Use the PigeonWath00_21.ods spreadsheet at https://home.csulb.edu/~rodrigue/geog330/PigeonWatch/F21/PigeonWatch00_21.ods. On the Summary tab on the far right, you'll see how the courtships over the last two decades have been entered. Don't touch anything on that tab! Instead, go to the F2021 tab and enter the Fall 2021 courtships there on the far right. The numbers you enter there will be automatically transferred to the Summary tab.When you're done entering the data for Fall 2021 courtships, you will manually transfer them to another spreadsheet that will allow Chi-square analysis of the targets selected by the cruising males in comparison with the morphs of the males themselves. The second spreadsheet is the CourtshipChiSq00-21.ods one at https://home.csulb.edu/~rodigue/geog330/PigeonWatch/F21/CourtshipsChiSq00-21.ods
Use the F21 data entry tab on the left. When you enter the various observed courtship attempts for this semester, the data will be automatically transferred to the 00-21 7x7 tab (and all the other tabs, too). You'll be able to test the null hypothesis that the males show no particular preference in their targets. With a 7 x 7 Chi-square contingency table, it is important to evaluate, not only whether the null hypothesis can be rejected but also whether the data stay within the Chi-square "guardrails" (no expected values below 1; ≤ 20% of expected values under 5). Power should be ≥ 0.800, and make sure to evaluate the effect size. If there are problems (which the spreadsheet will tell you), then use the 4 x 4 or 3 x 3 or 2 x 2 tabs to see if the analysis can stay within the guardrails.
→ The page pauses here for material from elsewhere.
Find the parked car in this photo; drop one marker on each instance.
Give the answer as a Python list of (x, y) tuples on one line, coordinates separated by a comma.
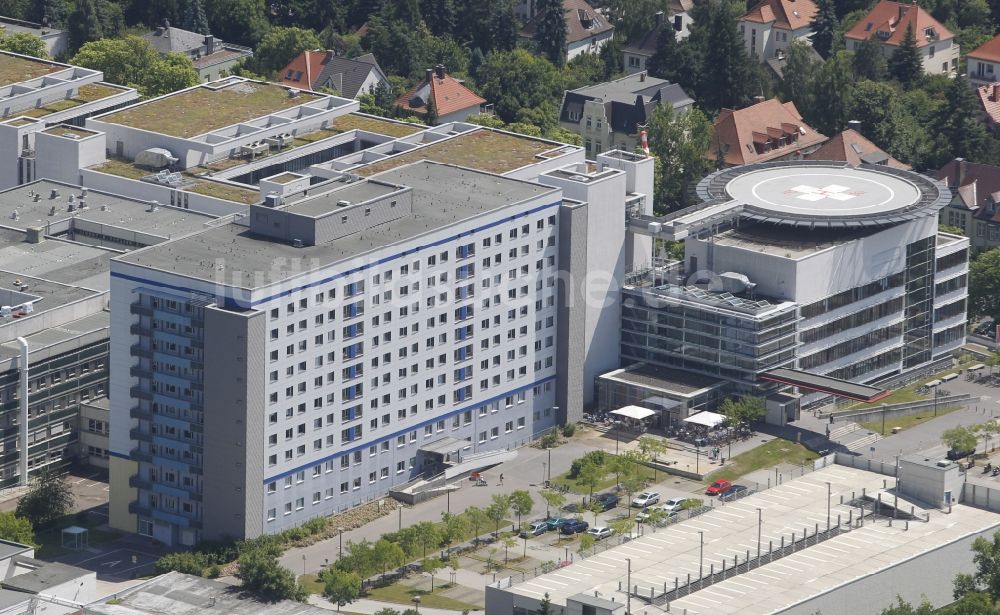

Also, the spreadsheet allows you to evaluate whether the different male morphs prefer females like themselves or different from themselves. Is there a difference among the male morphs in this preference for similar or dissimilar mates? The pink tabs on the right, 00-21 SameDiff 2x7, 00-21 SameDiff 2x4 and 00-21 SameDiff 2x3 will let you evaluate that. You can test the null hypothesis that the male morphs do not differ among themselves in their tendency to seek mates like themselves or different from themselves. Illustrate your work with graphs, such as pie charts or stacked bar charts for each male morph (or four grouped male morphs) as to their mix of targets and another set of graphs showing the balance of "same" or "different" courtship targets.
So, what do you suppose is going on with the assortative mating hypothesis? Was Cornell University's Ornithology Lab onto something explaining the sustained morphic diversity of feral pigeon flocks? Or not? Or what?
For both groups:
Be sure to do searches in Google Scholar on appropriate search terms: "Project PigeonWatch," "assortative mating" (maybe focussing only on "pigeons," "stabilizing selection," "balanced selection," "predation on pigeons," "sexual selection in pigeons," and similar. You are trying to find a handful of appropriate refereeed sources to build your introduction past LaBranche (1999). You need to factor in time to read these sometimes dense papers to "digest" them enough to explain the importance of your projects and set a context for them.